Our patrol flights do not only provide valuable data on large species such as rhino and elephant, but also other threatened and vulnerable species such as vultures and large raptors. Over the past year we have picked up an increasing trend in white-headed vulture activity in the region.

White-headed vulture pair on their nest seen overhead from the Savannah Aircraft

This is very exciting news as these birds are considered vulnerable to extinction by the IUCN, and we now have three known active nests in our areas of operation.

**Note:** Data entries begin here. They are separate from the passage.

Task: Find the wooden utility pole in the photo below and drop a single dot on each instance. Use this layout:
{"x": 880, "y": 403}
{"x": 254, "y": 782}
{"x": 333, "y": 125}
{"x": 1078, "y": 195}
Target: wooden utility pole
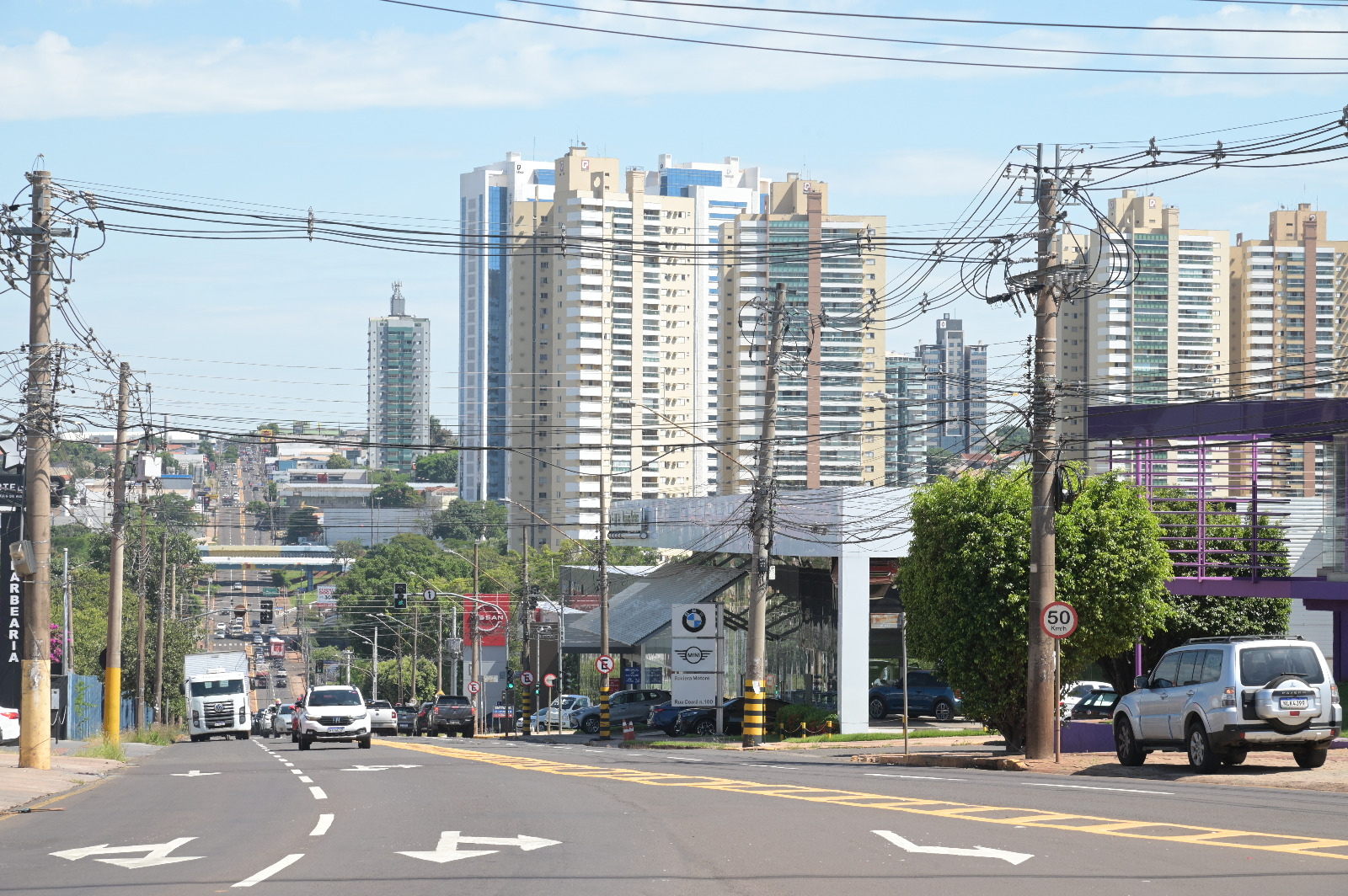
{"x": 761, "y": 527}
{"x": 1041, "y": 700}
{"x": 118, "y": 547}
{"x": 35, "y": 660}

With its bare, pink face and bright, orange-red bill with a peacock-blue base, this is one of Africa’s most colourful vultures. The white-headed vulture gets its name from the downy, white feathers on its head, which give it an angular appearance. The bright facial colours contrast sharply with the black body, tail, wings, and high ruff around its neck. The belly and thighs are white and its legs are pale pink. Like other vultures, the white-headed vulture has a number of adaptations for feeding on the carcasses of large animals, but is also capable of killing small prey. The strong bill is capable of tearing flesh and the sharp, curved talons can grasp and pierce prey. Their large, broad wings can carry them for hours as they search for food.

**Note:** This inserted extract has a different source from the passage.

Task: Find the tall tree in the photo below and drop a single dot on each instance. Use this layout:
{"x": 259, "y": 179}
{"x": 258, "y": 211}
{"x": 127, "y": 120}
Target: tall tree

Assessed as vulnerable to extinction by the IUCN, the white-headed vulture is threatened by the loss of suitable habitat, and reductions in populations of medium-sized mammals and wild ungulates, on whose carcasses they feed. As a result, populations have been declining rapidly in West Africa since the early 1940s, and in southern Africa it now only generally occurs within protected areas. Like other vultures, some are accidentally killed after eating poisoned bait, set out by farmers to kill jackals suspected of taking their livestock, and human disturbance can cause adult white-headed vultures to abandon their nests during breeding. The species is also susceptible to capture for trade and traditional medicine.

An extrapolated estimate of the global population suggested that there were 2600 to 4700 breeding pairs of white-headed vultures (7000 to 12 500 mature individuals remaining); however, new data suggests the population is much smaller at just 5500 individuals. South Africa is estimated to have approximately 50 nests (mostly concentrated within the Greater Kruger protected areas) but this species is likely to disappear from the country in the near future should current levels of exploitation and other pressures continue.

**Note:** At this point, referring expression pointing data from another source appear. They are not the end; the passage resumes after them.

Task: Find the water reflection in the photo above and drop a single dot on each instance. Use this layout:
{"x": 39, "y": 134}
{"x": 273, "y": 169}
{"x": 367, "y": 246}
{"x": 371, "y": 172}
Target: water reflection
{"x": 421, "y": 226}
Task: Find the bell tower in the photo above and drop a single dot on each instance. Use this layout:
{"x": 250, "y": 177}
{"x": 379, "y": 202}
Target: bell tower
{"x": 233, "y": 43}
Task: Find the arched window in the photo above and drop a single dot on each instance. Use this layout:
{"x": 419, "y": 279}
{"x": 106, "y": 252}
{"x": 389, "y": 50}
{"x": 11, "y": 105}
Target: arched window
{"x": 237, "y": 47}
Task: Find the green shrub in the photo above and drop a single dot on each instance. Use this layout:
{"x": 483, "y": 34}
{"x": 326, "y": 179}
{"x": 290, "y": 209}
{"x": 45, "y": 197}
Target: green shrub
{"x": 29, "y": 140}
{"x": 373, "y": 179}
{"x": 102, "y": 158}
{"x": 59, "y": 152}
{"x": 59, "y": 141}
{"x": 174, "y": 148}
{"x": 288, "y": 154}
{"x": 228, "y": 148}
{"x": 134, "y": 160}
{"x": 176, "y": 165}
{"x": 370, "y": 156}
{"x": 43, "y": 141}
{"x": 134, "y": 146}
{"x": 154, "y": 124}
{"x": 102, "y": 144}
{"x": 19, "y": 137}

The white-headed vulture is an early riser and flies out from its roost earlier in the day than other vultures. It is often the first vulture to arrive at a kill made by carnivores during the previous night, and will feed on carrion and bone fragments in peace for a while before other vultures arrive, whereupon the white-headed vulture generally retreats. White-headed vultures can, however, be very aggressive at a carcass and will rush in to a group of vultures to grab a scrap of food that is then taken away. This vulture species generally feeds alone or in pairs, and even at a large carcass, rarely more than a handful of white-headed vultures will gather. They are considered to be an ‘aloof’ vulture, generally remaining on the fringe of a large group of feeding vultures. The diet of the white-headed vulture also includes termites, locusts, and sometimes stranded fish, when they are available.

White-headed vultures lay a single egg at a time, usually in the dry season into a nest they have constructed high up in a thorny acacia or baobab tree. The egg is incubated for 55 to 56 days. Initially white, the chick will have mostly brown plumage not long after it fledges at an age of 115 to 120 days.

Certainly an interesting species, which without our support and intervention, is sadly facing a terminal future.